You do not need to execute the post-install script yourself. Instead, you only have to define a location from where the script can be downloaded (post_install) in your ~/.parallelcluster/config file, so that it can be automatically executed on all instances added to your cloud cluster. The download path for the above script is http://www.inteligand.com/download/aws/post-install-1-1-7.sh.

The next section covers how to finally create the AWS cloud cluster using the described configuration.

Working with AWS Clusters

Command-Line Interface

AWS ParallelCluster provides a command-line interface for interacting with AWS clusters.

Quote

The different commands are documented in detail in the official AWS ParallelCluster documentation:
https://aws-parallelcluster.readthedocs.io/en/latest/commands.html

The most essential command is create. It is needed to initiate the creation of a new cluster:

pcluster create my-cluster-name

Info

If pcluster create fails to start a new cluster, the --norollback option can be used for debugging purposes. Simply replace the above command by pcluster create my-cluster-name --norollback. Then, the cluster will be created even if parts of the post-install script fail. You can then log into the master node of the cluster using below ssh command.
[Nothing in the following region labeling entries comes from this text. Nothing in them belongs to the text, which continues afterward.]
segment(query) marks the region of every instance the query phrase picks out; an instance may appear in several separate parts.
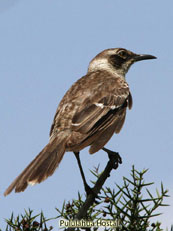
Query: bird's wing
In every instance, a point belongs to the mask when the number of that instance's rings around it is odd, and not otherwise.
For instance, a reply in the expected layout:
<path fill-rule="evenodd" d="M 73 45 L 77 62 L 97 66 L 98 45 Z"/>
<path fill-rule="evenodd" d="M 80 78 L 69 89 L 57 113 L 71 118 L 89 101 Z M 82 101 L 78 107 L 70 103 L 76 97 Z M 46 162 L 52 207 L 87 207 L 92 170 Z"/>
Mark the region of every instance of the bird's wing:
<path fill-rule="evenodd" d="M 126 107 L 131 108 L 132 97 L 128 84 L 122 79 L 114 79 L 114 84 L 104 82 L 78 108 L 72 119 L 72 130 L 92 135 L 114 124 L 119 132 L 125 119 Z"/>

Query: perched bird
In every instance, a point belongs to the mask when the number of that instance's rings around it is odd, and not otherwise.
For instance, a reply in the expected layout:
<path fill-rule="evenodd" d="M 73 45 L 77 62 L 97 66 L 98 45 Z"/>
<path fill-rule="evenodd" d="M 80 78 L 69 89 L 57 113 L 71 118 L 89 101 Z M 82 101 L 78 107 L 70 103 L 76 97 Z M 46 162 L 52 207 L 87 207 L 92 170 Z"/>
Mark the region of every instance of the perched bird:
<path fill-rule="evenodd" d="M 140 60 L 155 59 L 123 48 L 107 49 L 89 64 L 85 76 L 74 83 L 61 100 L 50 130 L 49 143 L 7 188 L 21 192 L 51 176 L 64 153 L 76 155 L 90 146 L 93 154 L 119 133 L 132 96 L 125 80 L 130 66 Z M 79 160 L 79 159 L 78 159 Z"/>

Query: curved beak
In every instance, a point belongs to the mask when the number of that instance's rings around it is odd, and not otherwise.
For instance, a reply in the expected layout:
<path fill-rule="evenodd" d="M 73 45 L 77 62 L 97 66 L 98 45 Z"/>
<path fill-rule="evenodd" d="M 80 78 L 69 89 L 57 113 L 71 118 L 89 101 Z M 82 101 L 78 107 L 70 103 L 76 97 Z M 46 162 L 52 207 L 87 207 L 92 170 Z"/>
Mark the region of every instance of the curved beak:
<path fill-rule="evenodd" d="M 141 60 L 146 60 L 146 59 L 157 59 L 157 57 L 153 55 L 135 55 L 134 56 L 134 61 L 141 61 Z"/>

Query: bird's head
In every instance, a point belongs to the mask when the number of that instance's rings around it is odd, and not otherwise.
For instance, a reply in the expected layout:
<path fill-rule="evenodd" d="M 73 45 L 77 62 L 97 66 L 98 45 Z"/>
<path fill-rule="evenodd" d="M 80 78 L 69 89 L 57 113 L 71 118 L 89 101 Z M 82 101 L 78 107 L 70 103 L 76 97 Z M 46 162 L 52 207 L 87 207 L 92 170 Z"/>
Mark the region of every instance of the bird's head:
<path fill-rule="evenodd" d="M 135 54 L 124 48 L 107 49 L 99 53 L 90 62 L 88 72 L 105 70 L 124 78 L 133 63 L 145 59 L 156 59 L 156 57 L 153 55 Z"/>

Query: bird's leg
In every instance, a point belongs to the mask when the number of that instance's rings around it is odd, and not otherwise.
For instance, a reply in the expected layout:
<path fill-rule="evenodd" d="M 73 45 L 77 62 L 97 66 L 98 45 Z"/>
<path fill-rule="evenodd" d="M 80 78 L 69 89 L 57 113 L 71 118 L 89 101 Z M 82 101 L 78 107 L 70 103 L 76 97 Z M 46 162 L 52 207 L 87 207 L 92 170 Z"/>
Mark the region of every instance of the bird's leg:
<path fill-rule="evenodd" d="M 119 155 L 118 152 L 113 152 L 113 151 L 111 151 L 105 147 L 103 147 L 102 150 L 107 152 L 110 161 L 111 161 L 111 158 L 116 158 L 116 163 L 115 163 L 114 169 L 118 168 L 118 164 L 122 164 L 122 159 L 121 159 L 121 156 Z"/>
<path fill-rule="evenodd" d="M 74 152 L 74 155 L 75 155 L 75 157 L 77 159 L 77 163 L 78 163 L 78 166 L 79 166 L 79 169 L 80 169 L 80 173 L 81 173 L 81 176 L 82 176 L 82 180 L 83 180 L 83 184 L 84 184 L 86 194 L 87 195 L 93 194 L 92 189 L 90 188 L 90 186 L 86 182 L 86 178 L 85 178 L 84 171 L 83 171 L 82 164 L 81 164 L 80 157 L 79 157 L 79 152 Z"/>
Inspect the /var/log/cfn-init.log and /var/log/cfn-init-cmd.log files for possible failure causes.

For inspecting the resulting cluster or performing arbitrary manual changes, it is possible to log into the master node of a cluster using SSH. The <master-node-ip> is visible in your AWS console and also printed after succesful cluster creation with pcluster create.

ssh -i <path-to-key-file/key-name.pem> ubuntu@<master-node-ip>

This ssh command also shows the credentials needed to access the cluster from within the LigandScout user interface. The username created by AWS ParallelCluster using our configuration is ubuntu. Instead of a password, you need the private key file created earlier and specified in your ~/.parallelcluster/config file via key_name.

In order to save running costs, it is recommended to stop the cluster when it is not needed. It can be done using the stop command:

pcluster stop my-cluster-name

Warning

The stop command does not terminate the cluster completely. The master node and the shared storage volume will continue to run. However, the master node is usually a small and cheap instance. The cost for running volumes is around 0.1€ per month per GB. Therefore, a stopped cluster has only very limited cost implications.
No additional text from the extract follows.